YYYY-MM-DD HH:MM:SS,### | ERROR | l 60000-thread-1 | PollerScheduledExecutor          | r.common.PollerScheduledExecutor  290 | 191 - com.ca.im.data-collection-manager.core.common - #.#.#.RELEASE-# |  | Executor Scheduler # for poll interval ##### for poll Cycle :  EPOCHTIME (WEEKDAY MONTH DD HH:MM:SS TIMEZONE YEAR)  dropped poll requests=#

Searching the same log for "KahaDBFileMonitor" which returns a log entry that should occur every two minutes shows a different interval around the time the error above started.

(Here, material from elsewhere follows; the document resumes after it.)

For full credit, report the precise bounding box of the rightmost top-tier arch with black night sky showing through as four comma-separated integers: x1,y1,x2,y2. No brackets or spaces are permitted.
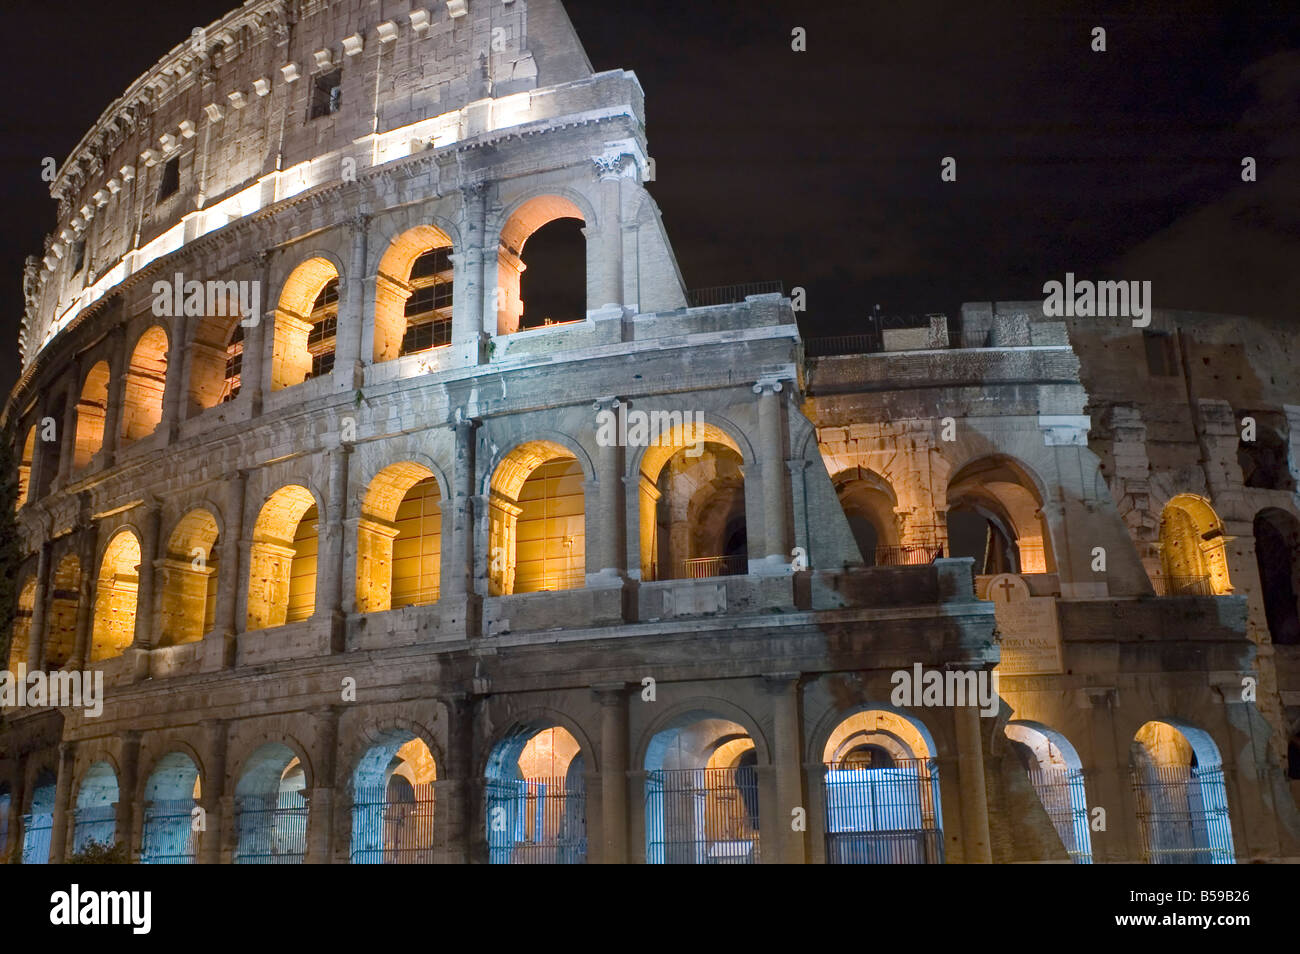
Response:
497,195,586,334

Looking in the OS system logs may show a message around the same time regarding time or clock changes.

Cause

 The Data Collector will not send a poll request if it is determined to by "late".  This can happen if the DC system time moves ahead by at least 90 seconds (if DC is polling items at 1 minute) or by at least 450 seconds (if DC is polling items at 5 minutes).

Environment

Release : 19.3

Component : IM Polling

Resolution

In CAPM 3.7.4 and later there is an event that is generated when this is seen. From the release notes:


Symptom:

 The Data Collector will not send a poll request if it is determined to by "late".  This can happen if the DC system time moves ahead by at least 90 seconds (if DC is polling items at 1 minute) or by at least 450 seconds (if DC is polling items at 5 minutes).


Resolution:

 The Data Aggregator will generate events indicating that a Data Collector is having this issue, and also generate events on devices for which poll requests are dropped. 

(3.7.4, DE426204) 


https://techdocs.broadcom.com/content/broadcom/techdocs/us/en/ca-enterprise-software/it-operations-management/performance-management/3-7/release-notes/fixed-issues.html#concept.dita_dffccc4e37aafcca90f52a0d259b75e6551f37ff_375Fixes

====

So in 3.7.4 and later, when this is seen you would see events generated on the Data Aggregator device like:


Item Name: Data Aggregator

Item Type Name: Device

Item SubTypeName: IM Data Aggregator

Event Type: Administration Event

Event Sub Type: Data Collector status


Description:

Data Collector DCNAME:DCUUID dropped 1 of 2 scheduled poll requests for Metric Family METRICFAMILY, Vendor Cert VENDORCERTIFICSTION for Poll Rate POLLRATE. The Data Collector may be overloaded or the system time has changed.


You don't need to configure these they will automatically occur when this issue is seen so you can take corrective action.